First, volunteering, I am touched by how doctors truly make a difference in people’s lives. Working with the homeless, I am amazed by how important cardiovascular health is and how our lifestyles truly need to change. Being in America, we are blessed with plenty – food is relatively cheap and easily obtainable. People aren’t malnourished, they are mis-nourished. The problem with cheap food, fastfood food, and easily obtained food is that they are cheap calories, saturated fats, and cholestrol. The paradox is that even in the homeless population, there is a high occurance of obesity, much more so than in other countries that I have been to. I attribute this directly to differences in lifestyle, society, and diet in the general public. Access to cheap food, high in saturated fats and cholestrol, is so much easier and more prevalent than access to home cooking, vegetables, and the variety of other nutritional mechanisms that require stability.

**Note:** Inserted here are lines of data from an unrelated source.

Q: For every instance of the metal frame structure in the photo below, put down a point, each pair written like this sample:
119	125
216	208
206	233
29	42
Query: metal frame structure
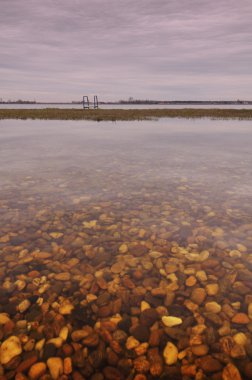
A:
96	104
86	102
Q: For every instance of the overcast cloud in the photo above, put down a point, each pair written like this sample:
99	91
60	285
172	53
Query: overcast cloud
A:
158	49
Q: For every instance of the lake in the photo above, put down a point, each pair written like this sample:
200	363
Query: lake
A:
127	106
126	247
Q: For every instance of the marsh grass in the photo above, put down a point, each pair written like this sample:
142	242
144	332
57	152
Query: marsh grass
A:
123	114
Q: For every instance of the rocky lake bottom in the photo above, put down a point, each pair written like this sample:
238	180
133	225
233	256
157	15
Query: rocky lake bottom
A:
126	250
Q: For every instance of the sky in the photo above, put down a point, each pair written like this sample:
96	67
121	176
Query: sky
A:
60	50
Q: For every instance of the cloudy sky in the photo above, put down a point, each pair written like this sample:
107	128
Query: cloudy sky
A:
145	49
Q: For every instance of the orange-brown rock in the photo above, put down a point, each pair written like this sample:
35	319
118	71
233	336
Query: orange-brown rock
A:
156	362
37	370
231	372
209	364
67	365
198	295
188	370
27	363
112	373
241	318
141	364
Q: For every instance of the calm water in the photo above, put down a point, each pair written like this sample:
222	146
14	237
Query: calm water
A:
125	213
127	106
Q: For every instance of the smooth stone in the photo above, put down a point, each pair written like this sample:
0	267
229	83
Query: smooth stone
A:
198	257
148	317
191	281
64	276
123	248
240	338
198	295
201	275
37	370
170	354
23	306
117	267
68	368
240	318
170	321
57	342
213	307
4	318
42	255
200	350
132	343
141	333
10	348
250	311
81	334
231	372
209	364
55	366
144	305
66	308
63	334
212	289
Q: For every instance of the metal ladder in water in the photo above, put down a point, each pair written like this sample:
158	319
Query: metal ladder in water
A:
86	103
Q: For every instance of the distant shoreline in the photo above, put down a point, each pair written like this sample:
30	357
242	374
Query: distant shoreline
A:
147	102
123	114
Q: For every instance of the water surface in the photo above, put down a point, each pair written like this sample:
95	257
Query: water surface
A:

Even when dealing with belligerent clients, a polite but firm demeanor is all that is needed to get things done. I think ironic thing is I enjoy with belligerent poeple the most – in part because I can sympathize with them. The homeless is neglected. Not only in the sense of lacking material possessions or lacking proper nutrition, but to be homeless is to be constantly disrespected. People either view them with fear and rejudice, or utterly ignore them.That, I think, is the most painful. Yet they are people too. They are amazing people, with their own experiences, loves, and hates. They are God’s children. They are hard-working, polite people with simple tastes. Regardless the reason, they should be respected. This total lack of respect, utter rejection by society as a whole, on anyone would be traumatizing. If the shoe was on the other foot,  I would be more than belligerant. I would be livid if I was treated with the contempt and rejection they deal with every single day. They are so happy to just talk with me, to be treated with respect, to care for them. They tell me stories about the importance of education, as they watched me read my biochemistry book.  They talk about thier frustrations, the lack of options. After all, what can you do when you are in that kind of situation? Social mobility comes from education, and education comes only from a basis of stability. To be homeless is to be constantly frustrated, and if they need to vent, then they should. I’m just glad I am there to listen.

I’ll write more about my other experiences this week when I get back from research.